For smaller publishers thinking about following the lead of Australia’s big three and their withdrawal from the ABC audit late last year, Managing Director of media agency Nunn Media Chris Walton has some stern advice: don’t.

“We strongly recommend staying in the audit,” he says. “I've seen first-hand the direct impact it has had on the amount of business the consumer titles have got from our clients as a result of pulling out of the audit and not having a verified, independent, view of how many copies they sell. I think they've shot themselves in the foot by pulling out.”

Since the big three made their departure from the ABC audit, advertising dollars, Walton says, have been shifting into digital and out-of-home. While the exit from the audit isn’t the only reason for this, it has certainly played a role. For proof, Walton suggests looking to the latest Standard Media Index figures. “After some weak months, there seems to be a recovery of sorts in TV, radio, digital, cinema and outdoor. But newspapers and magazines still seem to be heading downwards,” he says.

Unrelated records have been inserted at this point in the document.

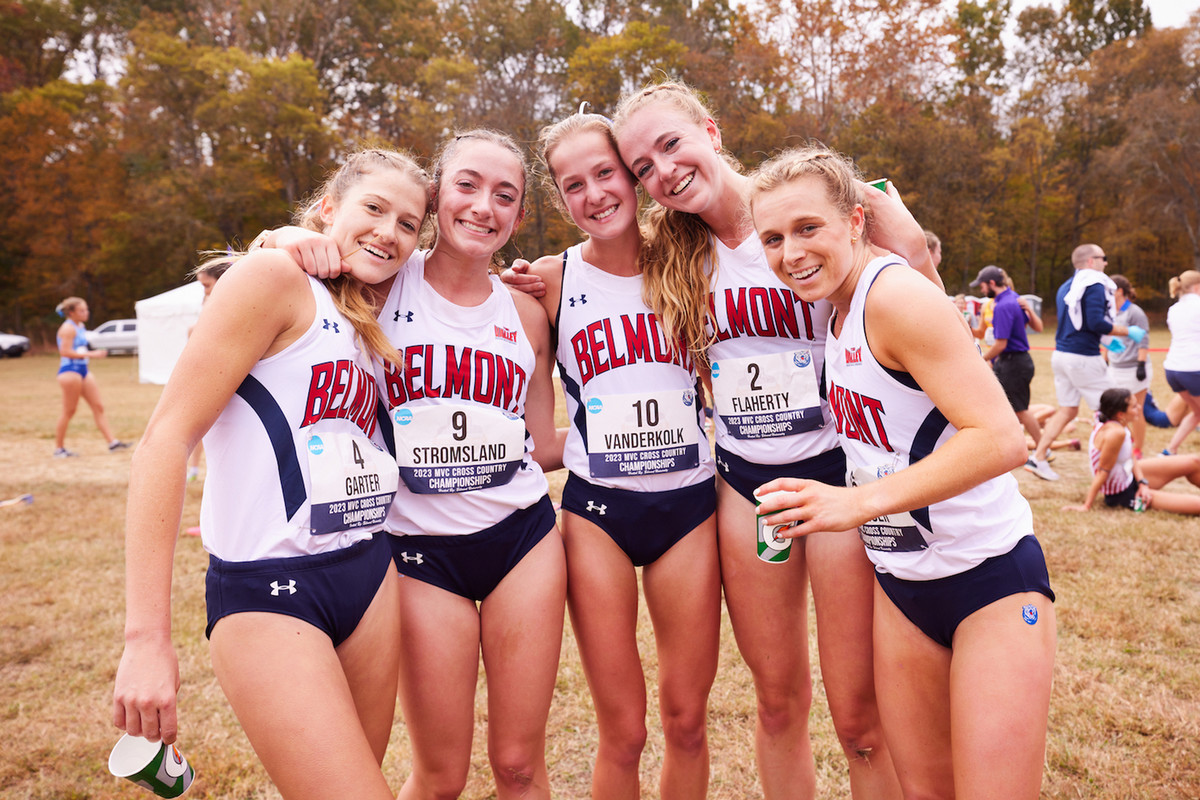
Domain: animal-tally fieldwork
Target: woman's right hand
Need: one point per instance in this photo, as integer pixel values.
(147, 690)
(520, 278)
(316, 252)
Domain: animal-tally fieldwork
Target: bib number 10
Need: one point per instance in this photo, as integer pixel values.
(647, 413)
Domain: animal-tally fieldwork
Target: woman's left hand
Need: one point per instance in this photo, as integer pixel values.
(813, 505)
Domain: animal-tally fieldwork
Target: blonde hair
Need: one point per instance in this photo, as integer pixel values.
(448, 150)
(553, 136)
(679, 245)
(346, 290)
(69, 305)
(835, 170)
(1183, 283)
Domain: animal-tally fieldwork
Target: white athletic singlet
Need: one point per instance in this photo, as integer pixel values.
(886, 422)
(636, 421)
(457, 409)
(294, 468)
(767, 352)
(1121, 475)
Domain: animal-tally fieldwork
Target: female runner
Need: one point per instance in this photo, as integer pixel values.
(713, 290)
(640, 491)
(1129, 365)
(73, 377)
(1125, 480)
(1182, 362)
(474, 533)
(964, 617)
(303, 603)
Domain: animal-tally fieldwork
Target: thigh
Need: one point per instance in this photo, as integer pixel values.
(683, 591)
(912, 680)
(522, 637)
(844, 599)
(438, 672)
(371, 661)
(601, 595)
(90, 391)
(1000, 697)
(72, 385)
(767, 602)
(291, 695)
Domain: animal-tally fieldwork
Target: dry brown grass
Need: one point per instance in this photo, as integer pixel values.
(1125, 719)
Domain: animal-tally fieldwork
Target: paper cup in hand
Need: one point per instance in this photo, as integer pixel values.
(157, 767)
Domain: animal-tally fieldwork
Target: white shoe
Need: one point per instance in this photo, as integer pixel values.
(1042, 469)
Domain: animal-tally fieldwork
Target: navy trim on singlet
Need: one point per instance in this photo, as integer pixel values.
(573, 389)
(384, 421)
(280, 433)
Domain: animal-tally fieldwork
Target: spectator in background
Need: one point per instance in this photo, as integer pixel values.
(1128, 360)
(73, 377)
(1126, 481)
(1085, 313)
(1182, 361)
(935, 247)
(1009, 353)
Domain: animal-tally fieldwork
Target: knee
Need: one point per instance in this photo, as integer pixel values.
(516, 769)
(685, 729)
(623, 741)
(859, 734)
(780, 708)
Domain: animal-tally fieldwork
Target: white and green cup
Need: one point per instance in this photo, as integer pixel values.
(773, 547)
(151, 764)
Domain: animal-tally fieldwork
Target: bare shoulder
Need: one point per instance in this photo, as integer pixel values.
(549, 268)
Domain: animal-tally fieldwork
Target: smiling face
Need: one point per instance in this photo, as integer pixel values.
(811, 245)
(376, 222)
(479, 198)
(599, 192)
(675, 157)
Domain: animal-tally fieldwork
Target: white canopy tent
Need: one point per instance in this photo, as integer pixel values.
(163, 323)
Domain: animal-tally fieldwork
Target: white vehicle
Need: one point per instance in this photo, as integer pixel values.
(12, 346)
(115, 336)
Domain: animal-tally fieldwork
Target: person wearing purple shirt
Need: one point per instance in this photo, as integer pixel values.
(1009, 355)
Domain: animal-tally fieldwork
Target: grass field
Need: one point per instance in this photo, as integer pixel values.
(1125, 720)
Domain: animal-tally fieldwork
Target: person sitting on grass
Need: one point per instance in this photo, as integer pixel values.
(1132, 482)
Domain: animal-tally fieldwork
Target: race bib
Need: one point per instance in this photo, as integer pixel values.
(768, 396)
(892, 533)
(353, 482)
(451, 447)
(643, 433)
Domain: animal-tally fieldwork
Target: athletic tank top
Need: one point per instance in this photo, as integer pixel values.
(295, 463)
(886, 422)
(636, 421)
(1121, 475)
(78, 343)
(766, 355)
(457, 409)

While audited circulation is not the be all and end all, Walton believes readership alone isn’t enough for today’s publishers to demonstrate their worth to advertisers. “The methodology of measuring readership is also not watertight. That's why we use both,” he says.

The correlation of the two data points remains important and Walton says the lack of one throws the other into question. He says: “If you look at readership over the past five years or six years and then plot circulation over that same time period, you come to one of two conclusions. Either Australians are getting more generous and are sharing more of the copies that they buy themselves or the readership methodology is somehow flawed. What we're seeing now is, on a lot of titles, the readers per copy have been going up and up and up on a consistent basis for several years and you can start to feel, ‘What's going on there?’”

While this may seem like an issue for the publishers at the big end of town, it’s even more important for smaller titles, in Walton’s view. He says: “A lot of our clients deal in actualities and truths. They put a lot of weight on an audited figure. It's especially important for titles that don't have a huge distribution. Knowing 20,000 or 30,000 copies were distributed is an important metric for them to understand.”

Publishers of any size weighing up the pros and cons of being audited, Walton says this: “I know there's a cost that goes with it and I know the harsh commercial realities of trying to run a magazine. No doubt, it's not an insignificant cost but when the audit disappears, the amount of scepticism this introduces into the evaluation of those titles is quite significant.”